Only five of 39 socially responsible mutual funds tracked by Morningstar, a Chicago-based financial information company, had beaten the Standard & Poor's 500 over the 12-month period ended Oct. 31. None surpassed the S&P 500's three-year average annual return of 27.49%.
But do those numbers tell the whole story?
"Mutual funds' past performance does not sum up the validity or the potential of socially screened investing," says Laura Lallos, a Morningstar senior analyst. Generally, socially responsible funds have been managed by smaller fund families with fewer dollars to attract top money managers, she says. "It hasn't been the screens that are really holding them back."
Not coincidentally, she says, two of the top-performing funds are index funds, which track broader-based indexes and mirror the overall market. Because index funds are passively managed, they don't require superstar managers.
One fund often cited for its outstanding performance is the Domini 400 Social Index. The market-capitalization-weighted common stock index posted a 12-month return of 32.74%, beating the S&P 500's gain of 32.10% during the same period. The index's three- and five-year returns have closely tracked the broader index.
The Domini 400, maintained by Cambridge, Mass.-based Kinder, Lydenberg, Domini & Co., uses a variety of "exclusionary" and "qualitative" screens to weed out unacceptable investments. For example, any company that makes money on alcohol or tobacco or derives 2% or more of sales from military weapons systems gets the boot. Kinder, Lydenberg, Domini also sifts through companies based on their diversity, employee relations, environmental record and community relations.
Socially responsible mutual funds are mostly used by individual investors, Lallos says. But that doesn't mean institutional investors aren't doing social screening.

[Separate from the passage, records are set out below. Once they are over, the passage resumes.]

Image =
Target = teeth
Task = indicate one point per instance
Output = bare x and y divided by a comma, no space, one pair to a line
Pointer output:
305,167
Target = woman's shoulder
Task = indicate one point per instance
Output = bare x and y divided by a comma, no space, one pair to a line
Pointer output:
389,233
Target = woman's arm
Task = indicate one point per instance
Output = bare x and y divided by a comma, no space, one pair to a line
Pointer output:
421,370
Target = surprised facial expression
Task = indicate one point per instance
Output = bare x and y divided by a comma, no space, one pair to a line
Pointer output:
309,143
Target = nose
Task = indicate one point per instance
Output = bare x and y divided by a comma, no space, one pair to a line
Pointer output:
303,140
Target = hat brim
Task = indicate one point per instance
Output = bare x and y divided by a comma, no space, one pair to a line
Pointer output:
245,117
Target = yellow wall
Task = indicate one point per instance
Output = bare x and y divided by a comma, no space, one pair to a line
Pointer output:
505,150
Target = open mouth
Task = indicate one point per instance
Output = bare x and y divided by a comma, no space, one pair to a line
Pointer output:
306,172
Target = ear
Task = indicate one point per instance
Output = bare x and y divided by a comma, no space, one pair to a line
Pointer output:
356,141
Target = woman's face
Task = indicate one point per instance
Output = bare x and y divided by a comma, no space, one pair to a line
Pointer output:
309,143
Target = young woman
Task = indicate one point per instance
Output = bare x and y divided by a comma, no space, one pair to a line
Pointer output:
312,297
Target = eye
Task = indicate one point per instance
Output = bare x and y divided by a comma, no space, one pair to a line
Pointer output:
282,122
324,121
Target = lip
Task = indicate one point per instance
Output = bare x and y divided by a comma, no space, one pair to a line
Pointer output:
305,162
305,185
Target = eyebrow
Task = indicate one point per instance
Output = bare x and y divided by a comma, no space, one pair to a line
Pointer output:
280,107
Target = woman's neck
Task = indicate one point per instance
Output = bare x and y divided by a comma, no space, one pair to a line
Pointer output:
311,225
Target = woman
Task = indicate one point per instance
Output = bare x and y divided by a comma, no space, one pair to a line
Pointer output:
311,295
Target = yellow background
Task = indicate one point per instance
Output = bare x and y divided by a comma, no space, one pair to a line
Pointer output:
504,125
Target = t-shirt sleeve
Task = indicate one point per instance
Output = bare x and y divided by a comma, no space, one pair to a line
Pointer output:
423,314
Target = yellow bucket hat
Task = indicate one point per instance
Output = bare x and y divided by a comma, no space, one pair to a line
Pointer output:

Mellon Equity, for example, develops individual investment portfolios tailored to clients' needs. "I think most of our clients have felt our returns in screened portfolios have been very competitive with nonscreened portfolios," O'Toole says.
And industry sources say some healthcare institutions may be willing to sacrifice a little bit of return for the sake of mission. "I think it really gets back to this idea of mission," O'Toole adds.
The American Medical Association's call this spring for a ban on tobacco industry investing, if nothing else, helped stoke the flames of mission-driven investing.
"What they've helped to do is let these institutional investors know that this issue is coming," says McGeveran of the Social Investment Forum.